While they were thus conversing, a cave opened up before them, whereupon Moses requested his brother to enter it, and Aaron instantly acquiesced. Moses was now in a sad predicament, for, to follow God's command, he had to strip Aaron of his garments and to put them upon Eleazar, but he knew not how to broach the subject to his brother. He finally said to Aaron: "My brother Aaron, it is not proper to enter the cave into which we now want to descend, invested in the priestly garments, for they might there become unclean; the cave is very beautiful, and it is therefore possible that there are old graves in it." Aaron replied, "Thou art right." Moses then stripped his brother of his priestly garments, and put them upon Aaron's son, Eleazar. [636]

As it would have been improper if Aaron had been buried quite naked, God brought about the miracle that, as soon as Moses took off one of Aaron's garments, a corresponding celestial garment was spread over Aaron, and when Moses had stripped him of all his priestly garments, he found himself arrayed in eight celestial garments. A second miracle came to pass in the stripping of Aaron's garments, for Moses was enabled to take off the undermost garments before the upper. This was done in order to satisfy the law that priests may never use their upper garments as undergarments, a thing Eleazar would have had to do, had Moses stripped off Aaron's outer garments first and with these invested his son. [637]

After Eleazar had put on the high priest's garments, Moses and Aaron said to him: "Wait for us here until we return out of the cave," and both entered it.
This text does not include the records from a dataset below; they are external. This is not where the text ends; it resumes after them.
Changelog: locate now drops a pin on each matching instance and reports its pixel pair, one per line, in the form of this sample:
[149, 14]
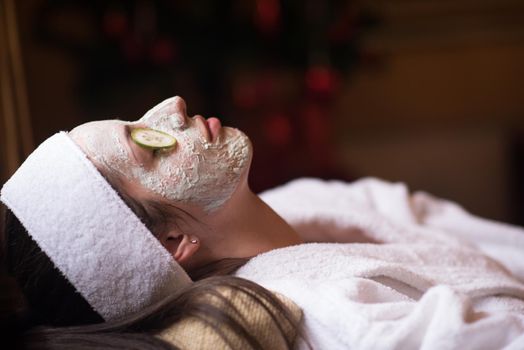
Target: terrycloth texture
[423, 281]
[88, 232]
[192, 333]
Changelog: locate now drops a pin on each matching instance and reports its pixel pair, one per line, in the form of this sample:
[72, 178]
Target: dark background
[427, 92]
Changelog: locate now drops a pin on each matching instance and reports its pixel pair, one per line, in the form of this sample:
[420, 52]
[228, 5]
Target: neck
[251, 228]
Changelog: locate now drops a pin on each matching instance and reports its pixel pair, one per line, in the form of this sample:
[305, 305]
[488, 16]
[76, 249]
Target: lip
[213, 125]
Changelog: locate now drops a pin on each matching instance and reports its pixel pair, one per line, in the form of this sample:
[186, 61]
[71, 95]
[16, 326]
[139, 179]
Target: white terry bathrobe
[416, 272]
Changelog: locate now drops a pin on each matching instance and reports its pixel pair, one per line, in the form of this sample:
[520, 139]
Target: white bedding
[424, 273]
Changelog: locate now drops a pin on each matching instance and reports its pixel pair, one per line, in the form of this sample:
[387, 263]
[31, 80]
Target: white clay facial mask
[201, 169]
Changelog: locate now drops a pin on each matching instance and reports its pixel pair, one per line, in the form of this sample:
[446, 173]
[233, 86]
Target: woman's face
[203, 169]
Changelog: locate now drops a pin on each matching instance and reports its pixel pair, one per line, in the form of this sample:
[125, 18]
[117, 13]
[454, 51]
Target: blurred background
[427, 92]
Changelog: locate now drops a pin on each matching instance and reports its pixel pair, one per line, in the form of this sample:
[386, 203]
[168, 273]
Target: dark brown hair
[53, 302]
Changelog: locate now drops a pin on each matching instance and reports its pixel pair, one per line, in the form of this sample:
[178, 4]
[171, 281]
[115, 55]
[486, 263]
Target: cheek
[205, 176]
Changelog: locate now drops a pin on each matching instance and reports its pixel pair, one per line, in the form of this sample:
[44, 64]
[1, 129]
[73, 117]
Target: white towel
[424, 287]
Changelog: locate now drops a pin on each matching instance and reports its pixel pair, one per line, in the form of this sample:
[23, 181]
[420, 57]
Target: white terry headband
[89, 233]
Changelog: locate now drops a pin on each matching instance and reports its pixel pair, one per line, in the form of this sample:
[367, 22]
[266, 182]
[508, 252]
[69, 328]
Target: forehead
[97, 136]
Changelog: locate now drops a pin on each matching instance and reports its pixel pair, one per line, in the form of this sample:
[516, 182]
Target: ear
[181, 246]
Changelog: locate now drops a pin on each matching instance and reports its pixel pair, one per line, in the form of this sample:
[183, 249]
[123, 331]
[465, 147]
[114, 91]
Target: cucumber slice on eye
[152, 139]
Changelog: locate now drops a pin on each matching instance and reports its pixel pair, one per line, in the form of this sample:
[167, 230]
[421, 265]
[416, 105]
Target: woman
[194, 198]
[113, 266]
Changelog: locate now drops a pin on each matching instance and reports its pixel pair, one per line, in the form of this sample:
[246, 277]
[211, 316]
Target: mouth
[213, 126]
[210, 127]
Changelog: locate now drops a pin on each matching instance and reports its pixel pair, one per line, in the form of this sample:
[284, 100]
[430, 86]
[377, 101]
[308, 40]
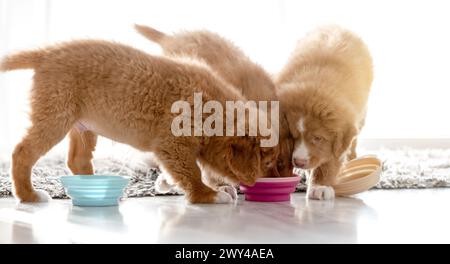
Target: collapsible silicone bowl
[271, 189]
[358, 175]
[95, 190]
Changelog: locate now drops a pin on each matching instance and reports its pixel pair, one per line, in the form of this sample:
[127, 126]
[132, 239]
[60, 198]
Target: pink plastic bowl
[271, 189]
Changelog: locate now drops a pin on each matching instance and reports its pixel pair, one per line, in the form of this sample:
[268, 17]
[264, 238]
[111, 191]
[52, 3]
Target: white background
[409, 41]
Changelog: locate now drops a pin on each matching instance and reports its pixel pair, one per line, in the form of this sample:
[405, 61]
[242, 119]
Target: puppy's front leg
[81, 146]
[322, 180]
[179, 160]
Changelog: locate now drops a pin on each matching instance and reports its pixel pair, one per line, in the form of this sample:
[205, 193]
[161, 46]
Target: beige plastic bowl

At their entrance they beheld a couch spread, a table prepared, and a candle lighted, while ministering angels surrounded the couch. Aaron then said to Moses: "How long, O my brother, wilt thou still conceal the commission God hath entrusted to thee? Thou knowest that He Himself, when for the first time He addressed thee, with His own lips declared of me, 'When he seeth thee, he will be glad in his heart.' Why, then, dost thou conceal the commission God hath entrusted to thee? Even if it were to refer to my death, I should take it upon myself with a cheerful countenance." Moses replied: "As thou thyself dost speak of death, I will acknowledge that God's words to me do concern thy death, but I was afraid to make it known to thee. But look now, thy death is not as that of the other creatures of flesh and blood; and not only is thy death a remarkable one, but see! The ministering angels have come to stand by thee in thy parting hour." [638]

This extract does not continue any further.